Il ruolo dell’Europa

In questo scenario, l’Europa può essere la “terza sponda” solo se smette di pensarsi come platea e si comporta da attore: politica industriale esplicita, uso intelligente del golden power, tutela dei talenti e dei nodi di ricerca. Altrimenti — è l’avvertimento — resterà campo di gioco degli altri, costretta a rincorrere standard e piattaforme altrui. Il punto, per Aresu, non è tifare: è dotarsi degli strumenti per non subire.

Le obiezioni utili

Un rischio del titolo è suggerire un esito definitivo, mentre la Cina affronta fragilità reali: demografia in declino, mercato immobiliare in crisi, occupazione giovanile sotto pressione. I dati più recenti mostrano una disoccupazione giovanile urbana al 16,9% (metodologia nuova, studenti esclusi), segnale di tensioni strutturali della crescita.

La lunga ristrutturazione di Country Garden fotografa la profondità della crisi real estate. Questi elementi non smentiscono il focus di Aresu, ma ne temperano l’asserto: “ha vinto” come vantaggio posizionale, non come fine della storia.
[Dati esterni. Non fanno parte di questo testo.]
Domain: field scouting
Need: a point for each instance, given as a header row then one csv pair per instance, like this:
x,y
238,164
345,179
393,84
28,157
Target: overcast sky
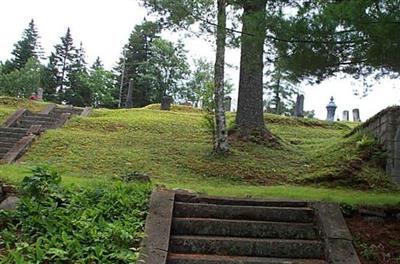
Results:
x,y
104,27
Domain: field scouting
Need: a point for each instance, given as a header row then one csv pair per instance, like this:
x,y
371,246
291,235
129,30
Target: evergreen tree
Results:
x,y
136,62
23,82
50,80
78,93
28,47
64,59
98,64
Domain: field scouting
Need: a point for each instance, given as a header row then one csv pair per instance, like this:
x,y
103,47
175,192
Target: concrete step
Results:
x,y
255,247
213,259
240,212
40,118
187,198
73,111
6,145
14,130
11,135
4,150
28,123
242,228
9,140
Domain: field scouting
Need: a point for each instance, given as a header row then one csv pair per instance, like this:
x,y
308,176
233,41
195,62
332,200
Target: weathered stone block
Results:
x,y
166,103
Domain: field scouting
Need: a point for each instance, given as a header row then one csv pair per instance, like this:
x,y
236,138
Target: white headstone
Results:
x,y
40,94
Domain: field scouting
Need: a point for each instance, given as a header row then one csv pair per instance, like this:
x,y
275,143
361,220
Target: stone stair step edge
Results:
x,y
37,118
13,130
187,198
6,144
9,140
36,121
255,247
239,212
215,259
11,135
4,150
243,228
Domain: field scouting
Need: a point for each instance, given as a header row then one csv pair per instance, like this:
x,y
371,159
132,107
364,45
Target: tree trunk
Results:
x,y
250,118
221,135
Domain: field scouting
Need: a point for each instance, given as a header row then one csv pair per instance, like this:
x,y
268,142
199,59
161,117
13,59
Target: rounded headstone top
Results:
x,y
331,103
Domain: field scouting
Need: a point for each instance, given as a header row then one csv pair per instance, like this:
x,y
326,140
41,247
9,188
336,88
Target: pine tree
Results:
x,y
98,64
64,58
28,47
79,93
49,80
136,56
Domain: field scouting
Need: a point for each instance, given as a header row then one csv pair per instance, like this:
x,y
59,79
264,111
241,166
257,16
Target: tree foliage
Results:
x,y
22,82
26,48
355,37
156,66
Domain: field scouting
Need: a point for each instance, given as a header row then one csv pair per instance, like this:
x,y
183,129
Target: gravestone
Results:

Altra obiezione riguarda il linguaggio del potere: quanto reggerà nel tempo un equilibrio che accetta livelli elevati di controllo interno per alimentare la proiezione esterna? Aresu, più che rispondere, propone una cassetta degli attrezzi per porre le domande giuste: leggere i documenti, osservare i piani, capire dove vanno capitali e cervelli.

Stile e metodo

Aresu scrive da policy analyst: prosa asciutta, esempi concreti, letteratura strategica citata senza accademismo. La forma breve della collana Scintille funziona: comprime l’argomento e lascia al lettore la voglia di approfondire con i titoli precedenti dell’autore su IA e tecnologie critiche.